Karl Kautsky, Le programme socialiste, IV La Société future
Alliance avec les réformistes ? Jusqu'où ?
Dès lors, le chemin est tout tracé. Le programme de transition constitue, selon cette conception, un pont entre la société présente et la société future, à condition de ne pas oublier le pas qu'il restera à franchir pour traverser ce pont, celui de l'abolition de la société marchande.

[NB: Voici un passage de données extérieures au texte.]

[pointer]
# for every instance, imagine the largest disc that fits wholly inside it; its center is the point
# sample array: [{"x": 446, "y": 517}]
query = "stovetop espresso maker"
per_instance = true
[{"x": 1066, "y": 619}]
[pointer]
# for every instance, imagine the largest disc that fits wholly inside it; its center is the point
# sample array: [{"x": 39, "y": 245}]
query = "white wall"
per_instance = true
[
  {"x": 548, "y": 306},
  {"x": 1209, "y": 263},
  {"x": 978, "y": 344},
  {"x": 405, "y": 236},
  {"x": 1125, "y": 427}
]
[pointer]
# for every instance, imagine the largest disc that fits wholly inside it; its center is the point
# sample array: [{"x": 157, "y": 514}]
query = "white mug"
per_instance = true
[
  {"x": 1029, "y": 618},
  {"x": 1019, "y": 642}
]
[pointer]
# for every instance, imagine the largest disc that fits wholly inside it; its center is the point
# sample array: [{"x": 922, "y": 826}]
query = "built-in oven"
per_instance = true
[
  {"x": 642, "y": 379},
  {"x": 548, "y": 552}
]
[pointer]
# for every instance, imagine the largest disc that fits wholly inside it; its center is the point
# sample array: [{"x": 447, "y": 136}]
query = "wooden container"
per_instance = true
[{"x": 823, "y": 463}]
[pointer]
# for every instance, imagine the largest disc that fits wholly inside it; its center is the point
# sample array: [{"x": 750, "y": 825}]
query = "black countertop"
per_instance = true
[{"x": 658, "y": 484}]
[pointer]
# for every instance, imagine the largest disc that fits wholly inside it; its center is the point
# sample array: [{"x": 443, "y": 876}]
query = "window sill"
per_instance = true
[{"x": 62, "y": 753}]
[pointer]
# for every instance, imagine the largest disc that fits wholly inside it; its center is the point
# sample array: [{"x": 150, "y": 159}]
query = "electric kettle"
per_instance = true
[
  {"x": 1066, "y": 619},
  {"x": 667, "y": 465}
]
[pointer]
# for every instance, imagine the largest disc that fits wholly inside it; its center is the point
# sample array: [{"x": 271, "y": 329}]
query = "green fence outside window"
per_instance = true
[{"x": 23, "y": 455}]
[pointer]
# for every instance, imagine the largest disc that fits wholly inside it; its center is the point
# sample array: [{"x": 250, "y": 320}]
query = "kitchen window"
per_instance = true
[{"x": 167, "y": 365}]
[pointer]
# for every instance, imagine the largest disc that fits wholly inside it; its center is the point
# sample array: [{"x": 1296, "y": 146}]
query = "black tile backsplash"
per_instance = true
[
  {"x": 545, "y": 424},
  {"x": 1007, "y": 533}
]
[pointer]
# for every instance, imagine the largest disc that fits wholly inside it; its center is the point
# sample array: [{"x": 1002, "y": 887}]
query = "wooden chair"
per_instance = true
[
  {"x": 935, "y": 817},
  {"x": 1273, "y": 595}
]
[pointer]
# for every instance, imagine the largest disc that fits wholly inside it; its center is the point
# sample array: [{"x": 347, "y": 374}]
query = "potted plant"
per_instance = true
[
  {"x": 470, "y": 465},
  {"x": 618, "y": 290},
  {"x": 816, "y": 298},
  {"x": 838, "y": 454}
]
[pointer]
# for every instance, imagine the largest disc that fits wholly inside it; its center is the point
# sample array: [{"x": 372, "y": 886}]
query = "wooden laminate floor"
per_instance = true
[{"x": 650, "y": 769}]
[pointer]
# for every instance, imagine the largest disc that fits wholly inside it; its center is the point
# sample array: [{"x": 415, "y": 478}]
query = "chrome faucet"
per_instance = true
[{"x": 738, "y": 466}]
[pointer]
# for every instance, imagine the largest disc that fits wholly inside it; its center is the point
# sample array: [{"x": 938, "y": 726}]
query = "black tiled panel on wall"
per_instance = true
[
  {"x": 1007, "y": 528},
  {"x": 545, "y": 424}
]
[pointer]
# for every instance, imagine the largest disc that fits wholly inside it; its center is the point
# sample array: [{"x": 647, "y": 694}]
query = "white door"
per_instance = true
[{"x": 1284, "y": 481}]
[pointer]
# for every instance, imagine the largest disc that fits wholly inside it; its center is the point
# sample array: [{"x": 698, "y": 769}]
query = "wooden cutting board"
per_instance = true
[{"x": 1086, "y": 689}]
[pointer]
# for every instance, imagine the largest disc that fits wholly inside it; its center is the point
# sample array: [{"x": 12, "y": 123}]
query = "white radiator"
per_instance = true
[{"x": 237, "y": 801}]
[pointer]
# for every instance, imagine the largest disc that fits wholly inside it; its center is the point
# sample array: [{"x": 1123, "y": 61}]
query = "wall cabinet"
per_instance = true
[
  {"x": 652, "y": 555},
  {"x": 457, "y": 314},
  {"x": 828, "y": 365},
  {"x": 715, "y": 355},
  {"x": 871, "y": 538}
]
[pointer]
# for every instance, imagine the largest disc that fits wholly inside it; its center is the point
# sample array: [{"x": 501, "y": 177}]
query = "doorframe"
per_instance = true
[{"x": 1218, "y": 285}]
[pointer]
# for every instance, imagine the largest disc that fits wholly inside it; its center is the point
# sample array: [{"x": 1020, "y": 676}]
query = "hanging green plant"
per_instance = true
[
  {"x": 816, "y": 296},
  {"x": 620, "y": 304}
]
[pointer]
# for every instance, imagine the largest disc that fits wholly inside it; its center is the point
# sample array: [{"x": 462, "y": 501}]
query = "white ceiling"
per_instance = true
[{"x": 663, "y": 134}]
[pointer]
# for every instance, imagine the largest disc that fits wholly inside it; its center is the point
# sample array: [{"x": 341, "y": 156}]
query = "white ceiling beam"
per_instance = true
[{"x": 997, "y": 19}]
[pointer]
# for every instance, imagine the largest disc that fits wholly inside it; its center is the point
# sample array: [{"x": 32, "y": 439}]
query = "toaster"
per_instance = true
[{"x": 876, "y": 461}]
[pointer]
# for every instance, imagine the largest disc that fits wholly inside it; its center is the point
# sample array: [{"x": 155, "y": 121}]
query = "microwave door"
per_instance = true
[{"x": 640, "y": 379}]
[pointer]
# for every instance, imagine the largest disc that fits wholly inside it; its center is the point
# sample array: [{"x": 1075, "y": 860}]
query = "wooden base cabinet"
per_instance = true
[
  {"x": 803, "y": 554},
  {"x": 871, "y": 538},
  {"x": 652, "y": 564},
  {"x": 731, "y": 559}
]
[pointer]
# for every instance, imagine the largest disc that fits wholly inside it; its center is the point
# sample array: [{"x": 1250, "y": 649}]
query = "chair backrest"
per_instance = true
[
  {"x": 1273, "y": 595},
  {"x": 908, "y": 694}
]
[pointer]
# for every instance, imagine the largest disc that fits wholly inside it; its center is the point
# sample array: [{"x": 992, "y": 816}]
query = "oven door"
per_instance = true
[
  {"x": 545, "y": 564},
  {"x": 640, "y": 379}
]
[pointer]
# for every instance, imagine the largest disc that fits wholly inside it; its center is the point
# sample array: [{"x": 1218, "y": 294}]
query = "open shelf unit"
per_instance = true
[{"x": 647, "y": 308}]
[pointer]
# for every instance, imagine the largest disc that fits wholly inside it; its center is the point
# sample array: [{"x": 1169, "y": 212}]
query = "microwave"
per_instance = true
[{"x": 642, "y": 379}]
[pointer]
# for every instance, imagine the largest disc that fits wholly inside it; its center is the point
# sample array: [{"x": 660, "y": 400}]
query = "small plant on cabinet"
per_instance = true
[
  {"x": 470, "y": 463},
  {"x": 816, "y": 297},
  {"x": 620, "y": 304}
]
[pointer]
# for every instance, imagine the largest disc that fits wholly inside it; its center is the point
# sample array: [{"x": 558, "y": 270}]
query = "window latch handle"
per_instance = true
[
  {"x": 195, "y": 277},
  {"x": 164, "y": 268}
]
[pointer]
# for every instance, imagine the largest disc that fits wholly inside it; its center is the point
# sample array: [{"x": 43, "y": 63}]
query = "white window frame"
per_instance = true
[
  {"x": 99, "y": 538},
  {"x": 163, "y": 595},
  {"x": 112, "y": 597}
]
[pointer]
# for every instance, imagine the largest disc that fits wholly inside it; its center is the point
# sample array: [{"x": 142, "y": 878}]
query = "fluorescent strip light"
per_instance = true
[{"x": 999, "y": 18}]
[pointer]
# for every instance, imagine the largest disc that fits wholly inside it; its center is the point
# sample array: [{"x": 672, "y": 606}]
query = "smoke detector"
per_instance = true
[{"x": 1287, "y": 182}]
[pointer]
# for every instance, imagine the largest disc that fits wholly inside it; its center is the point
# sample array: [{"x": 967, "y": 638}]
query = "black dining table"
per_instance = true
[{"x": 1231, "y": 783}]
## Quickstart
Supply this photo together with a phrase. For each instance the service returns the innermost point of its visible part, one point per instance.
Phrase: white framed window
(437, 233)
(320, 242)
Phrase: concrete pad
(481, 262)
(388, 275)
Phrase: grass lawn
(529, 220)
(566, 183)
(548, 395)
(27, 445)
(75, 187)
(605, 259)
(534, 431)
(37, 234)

La question qui se pose alors est : avec qui s'allier pour réaliser ce programme ? Faut-il, et dans quelles conditions, soutenir des formations réformistes qui soutiennent également les mêmes mesures, mais sont obstinément aveugles, voire défavorables, à ses perspectives de dépassement, et véhiculent la vision d'une hypostase dangereuse ? Si l'expérience du « front populaire », ou encore celle du « programme commun » des années 80, tendent à accréditer la nécessité d'une politique indépendante des révolutionnaires, la situation actuelle et la nature des organisations qui y sont actives aujourd'hui est-elle comparable ? Une victoire de la gauche réformiste, aujourd'hui, constituerait un appel d'air face au néolibéralisme débridé et à la pression d'extrême droite. Cependant, la possibilité d'une politique réellement émancipatrice au service des travailleuses et des travailleurs dépendra non pas d'une armada de député.e.s et de sénateurs.trices, mais en premier lieu de la capacité d’organisation et de résistance des mouvements sociaux et de l'intensité de la lutte face aux offensives du capital.